In this climate, public policy on gender equality is seen as costly and unnecessary, despite its role in preventing greater social exclusion and inequalities such as poverty and unemployment, which are more expensive in the long term. In Central Asia, Latin America and the Caribbean, Africa, the Middle East and in some countries in Europe, there are increasing attempts to eliminate the achievements of decades of women’s work for their rights, particularly privacy and health, to be recognized as inalienable parts of universal human rights. For women such as migrant workers, single mothers, low-educated women, illiterate women, indigenous women, women living in rural areas and lesbians and transsexual women, already threatened by multiple discriminations, their access to employment, support and education is likely to be further eroded as the popular drive towards traditional models, stereotypes and ‘order’ intensifies.
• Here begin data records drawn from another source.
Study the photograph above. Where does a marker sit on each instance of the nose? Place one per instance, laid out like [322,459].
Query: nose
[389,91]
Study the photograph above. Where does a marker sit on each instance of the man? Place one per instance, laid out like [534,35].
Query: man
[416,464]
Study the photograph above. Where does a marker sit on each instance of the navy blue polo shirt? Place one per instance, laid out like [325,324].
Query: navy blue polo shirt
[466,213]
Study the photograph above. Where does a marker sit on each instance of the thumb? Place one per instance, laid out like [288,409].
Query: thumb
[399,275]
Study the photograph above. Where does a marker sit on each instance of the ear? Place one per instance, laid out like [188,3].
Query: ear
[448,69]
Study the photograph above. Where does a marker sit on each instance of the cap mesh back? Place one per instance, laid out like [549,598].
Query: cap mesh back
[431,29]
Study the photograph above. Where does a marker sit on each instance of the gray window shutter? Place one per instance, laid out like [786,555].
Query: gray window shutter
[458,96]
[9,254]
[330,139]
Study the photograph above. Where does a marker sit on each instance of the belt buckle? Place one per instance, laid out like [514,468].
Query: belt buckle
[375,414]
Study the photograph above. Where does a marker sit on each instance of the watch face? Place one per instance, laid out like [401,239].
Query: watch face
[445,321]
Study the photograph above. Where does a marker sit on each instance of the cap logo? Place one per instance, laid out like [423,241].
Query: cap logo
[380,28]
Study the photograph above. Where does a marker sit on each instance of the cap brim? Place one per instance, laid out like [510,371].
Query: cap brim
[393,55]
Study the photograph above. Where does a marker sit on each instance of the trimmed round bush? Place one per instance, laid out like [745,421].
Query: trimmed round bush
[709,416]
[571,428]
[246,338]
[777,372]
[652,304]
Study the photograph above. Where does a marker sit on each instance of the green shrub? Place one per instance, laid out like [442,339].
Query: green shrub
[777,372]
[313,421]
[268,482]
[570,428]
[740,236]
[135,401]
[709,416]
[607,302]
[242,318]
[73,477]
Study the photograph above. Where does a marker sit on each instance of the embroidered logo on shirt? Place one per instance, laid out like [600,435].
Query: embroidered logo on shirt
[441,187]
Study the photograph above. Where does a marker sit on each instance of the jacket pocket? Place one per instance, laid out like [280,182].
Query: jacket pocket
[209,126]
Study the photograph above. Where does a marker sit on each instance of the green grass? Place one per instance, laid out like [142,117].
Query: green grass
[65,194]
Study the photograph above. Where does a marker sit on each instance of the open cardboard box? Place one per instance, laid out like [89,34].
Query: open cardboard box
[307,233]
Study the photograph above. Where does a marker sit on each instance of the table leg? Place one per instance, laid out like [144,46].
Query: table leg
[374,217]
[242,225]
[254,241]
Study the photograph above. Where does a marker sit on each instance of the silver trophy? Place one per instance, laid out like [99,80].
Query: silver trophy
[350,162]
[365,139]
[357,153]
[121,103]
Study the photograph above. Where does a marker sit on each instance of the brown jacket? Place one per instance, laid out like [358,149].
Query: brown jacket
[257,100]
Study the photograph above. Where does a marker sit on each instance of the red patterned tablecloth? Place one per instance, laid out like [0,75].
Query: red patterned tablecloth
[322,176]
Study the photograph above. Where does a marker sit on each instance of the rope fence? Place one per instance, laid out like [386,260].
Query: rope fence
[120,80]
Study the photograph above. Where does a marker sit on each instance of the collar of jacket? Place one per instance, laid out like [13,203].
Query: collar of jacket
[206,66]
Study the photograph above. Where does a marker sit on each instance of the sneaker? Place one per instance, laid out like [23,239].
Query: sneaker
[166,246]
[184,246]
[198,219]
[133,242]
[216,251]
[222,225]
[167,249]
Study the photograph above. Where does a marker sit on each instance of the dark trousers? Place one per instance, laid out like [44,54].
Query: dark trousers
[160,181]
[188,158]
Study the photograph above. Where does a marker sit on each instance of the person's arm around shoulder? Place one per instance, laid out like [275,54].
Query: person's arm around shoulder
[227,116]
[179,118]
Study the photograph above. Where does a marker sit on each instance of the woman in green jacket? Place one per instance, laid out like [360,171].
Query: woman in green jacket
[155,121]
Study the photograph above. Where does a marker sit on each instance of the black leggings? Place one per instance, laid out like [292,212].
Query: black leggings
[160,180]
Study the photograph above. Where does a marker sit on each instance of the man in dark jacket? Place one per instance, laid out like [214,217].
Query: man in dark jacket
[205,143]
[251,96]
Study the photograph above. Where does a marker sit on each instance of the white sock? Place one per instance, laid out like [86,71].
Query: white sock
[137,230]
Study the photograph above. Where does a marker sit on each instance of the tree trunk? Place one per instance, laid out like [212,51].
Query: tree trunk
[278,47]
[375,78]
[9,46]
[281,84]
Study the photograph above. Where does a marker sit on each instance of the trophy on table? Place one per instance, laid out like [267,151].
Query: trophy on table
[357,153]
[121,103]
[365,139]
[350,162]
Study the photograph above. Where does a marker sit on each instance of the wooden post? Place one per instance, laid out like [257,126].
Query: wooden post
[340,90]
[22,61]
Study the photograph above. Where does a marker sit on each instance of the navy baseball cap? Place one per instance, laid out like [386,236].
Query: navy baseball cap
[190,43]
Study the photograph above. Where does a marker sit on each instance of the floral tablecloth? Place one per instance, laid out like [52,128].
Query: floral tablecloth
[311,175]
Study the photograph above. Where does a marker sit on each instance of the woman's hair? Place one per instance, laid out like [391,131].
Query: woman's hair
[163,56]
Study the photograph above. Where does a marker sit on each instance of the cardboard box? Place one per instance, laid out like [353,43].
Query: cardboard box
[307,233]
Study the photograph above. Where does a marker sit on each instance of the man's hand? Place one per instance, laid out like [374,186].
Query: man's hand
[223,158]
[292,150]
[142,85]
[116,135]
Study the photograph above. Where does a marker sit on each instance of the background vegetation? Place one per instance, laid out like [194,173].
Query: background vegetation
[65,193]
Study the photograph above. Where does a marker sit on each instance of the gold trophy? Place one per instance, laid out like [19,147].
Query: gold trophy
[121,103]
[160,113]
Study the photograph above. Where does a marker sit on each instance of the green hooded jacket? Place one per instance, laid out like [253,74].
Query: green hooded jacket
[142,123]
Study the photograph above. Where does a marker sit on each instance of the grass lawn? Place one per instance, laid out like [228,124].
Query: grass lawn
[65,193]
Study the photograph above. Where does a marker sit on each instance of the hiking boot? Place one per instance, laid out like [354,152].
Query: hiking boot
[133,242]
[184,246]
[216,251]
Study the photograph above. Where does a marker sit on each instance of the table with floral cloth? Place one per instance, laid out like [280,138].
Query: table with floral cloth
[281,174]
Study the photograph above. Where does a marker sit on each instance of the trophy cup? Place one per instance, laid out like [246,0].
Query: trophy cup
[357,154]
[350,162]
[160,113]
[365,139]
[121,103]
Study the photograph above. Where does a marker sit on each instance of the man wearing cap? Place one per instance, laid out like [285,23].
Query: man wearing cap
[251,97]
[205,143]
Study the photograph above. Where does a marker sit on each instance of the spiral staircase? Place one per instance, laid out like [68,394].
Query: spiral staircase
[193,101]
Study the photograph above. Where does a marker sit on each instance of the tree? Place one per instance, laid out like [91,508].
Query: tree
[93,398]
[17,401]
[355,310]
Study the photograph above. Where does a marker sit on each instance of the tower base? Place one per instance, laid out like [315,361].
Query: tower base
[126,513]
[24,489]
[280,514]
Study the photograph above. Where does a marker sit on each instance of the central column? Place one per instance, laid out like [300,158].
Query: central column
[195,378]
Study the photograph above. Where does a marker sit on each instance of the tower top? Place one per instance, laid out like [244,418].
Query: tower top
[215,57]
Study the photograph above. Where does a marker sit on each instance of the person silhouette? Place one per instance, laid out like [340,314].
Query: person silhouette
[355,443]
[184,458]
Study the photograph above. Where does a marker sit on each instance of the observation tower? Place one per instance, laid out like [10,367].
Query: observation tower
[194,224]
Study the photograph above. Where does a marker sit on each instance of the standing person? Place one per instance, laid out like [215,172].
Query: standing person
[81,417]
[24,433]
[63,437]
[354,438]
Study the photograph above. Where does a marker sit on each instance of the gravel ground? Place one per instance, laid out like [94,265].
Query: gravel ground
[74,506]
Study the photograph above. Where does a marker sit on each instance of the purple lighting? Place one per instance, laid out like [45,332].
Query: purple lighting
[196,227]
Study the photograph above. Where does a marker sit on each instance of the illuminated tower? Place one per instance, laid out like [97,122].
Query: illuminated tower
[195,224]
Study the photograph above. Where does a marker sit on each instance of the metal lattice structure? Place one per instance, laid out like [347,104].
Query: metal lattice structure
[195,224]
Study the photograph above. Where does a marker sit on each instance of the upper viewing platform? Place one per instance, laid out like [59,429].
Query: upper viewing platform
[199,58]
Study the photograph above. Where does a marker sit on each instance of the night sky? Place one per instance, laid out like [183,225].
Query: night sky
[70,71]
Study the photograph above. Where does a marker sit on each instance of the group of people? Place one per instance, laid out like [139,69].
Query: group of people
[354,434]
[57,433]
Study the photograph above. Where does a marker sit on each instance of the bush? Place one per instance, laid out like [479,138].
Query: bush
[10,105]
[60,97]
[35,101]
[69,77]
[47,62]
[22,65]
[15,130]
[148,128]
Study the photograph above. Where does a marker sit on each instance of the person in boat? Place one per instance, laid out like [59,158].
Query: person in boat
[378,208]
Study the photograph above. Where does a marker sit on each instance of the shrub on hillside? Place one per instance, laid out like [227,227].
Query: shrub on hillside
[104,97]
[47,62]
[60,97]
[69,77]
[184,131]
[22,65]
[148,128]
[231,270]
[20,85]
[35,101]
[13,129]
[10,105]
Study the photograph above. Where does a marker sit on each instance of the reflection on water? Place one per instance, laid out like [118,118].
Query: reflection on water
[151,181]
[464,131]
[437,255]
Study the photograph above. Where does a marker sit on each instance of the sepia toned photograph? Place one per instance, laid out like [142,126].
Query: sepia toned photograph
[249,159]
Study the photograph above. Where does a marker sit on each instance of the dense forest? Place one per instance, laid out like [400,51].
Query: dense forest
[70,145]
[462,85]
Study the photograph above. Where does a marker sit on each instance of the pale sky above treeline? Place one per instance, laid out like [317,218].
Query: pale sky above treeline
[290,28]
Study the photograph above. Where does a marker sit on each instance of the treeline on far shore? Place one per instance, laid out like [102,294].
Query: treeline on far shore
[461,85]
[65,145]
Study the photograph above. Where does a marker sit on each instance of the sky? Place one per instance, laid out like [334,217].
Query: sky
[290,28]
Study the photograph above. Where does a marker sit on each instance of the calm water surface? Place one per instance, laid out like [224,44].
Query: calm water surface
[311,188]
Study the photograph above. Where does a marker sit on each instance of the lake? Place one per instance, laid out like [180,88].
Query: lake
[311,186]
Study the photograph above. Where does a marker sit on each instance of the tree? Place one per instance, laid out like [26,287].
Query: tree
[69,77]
Therefore the Socialist International Women (SIW) calls on governments and member parties of the Socialist International and NGOs with similar values to SIW to:
push for a sound economic governance that is for the benefit of all people and that goes beyond the sole financial mechanisms;
introduce a global financial transaction tax in order to redistribute wealth, and use it for the reduction of inequalities between the rich and the poor, the developed and the developing; and use it for the reduction of social inequalities, including gender inequalities on the national level;
recognise a human rights-based approach in all policies, because the crisis must not be an excuse for ignoring human rights;
fight against the violation of human rights and progressive achievements, in particular women's rights in the name of traditionalism;
prevent sexual violence and rape being used as a weapon of war, by ensuring that the laws of war are equally enforced for women and the perpetrators of these crimes are brought to justice;
recognise gender equality as a driving force for social and economic development: women are not passive subjects, but also actors in defining and implementing macroeconomic policies and in creating wealth;
implement as a matter of priority policies for better and more equal and equitable participation of women in decision-making centres;
not reduce aid given to developing and poor countries, and acknowledge that a current reduction will cost a lot more later;
encourage women's access to land, water, income, energy and capital, and to financial resources as a whole and
ensure women's access to equal paid work and salaries that ensure women's economic independence now and in the future.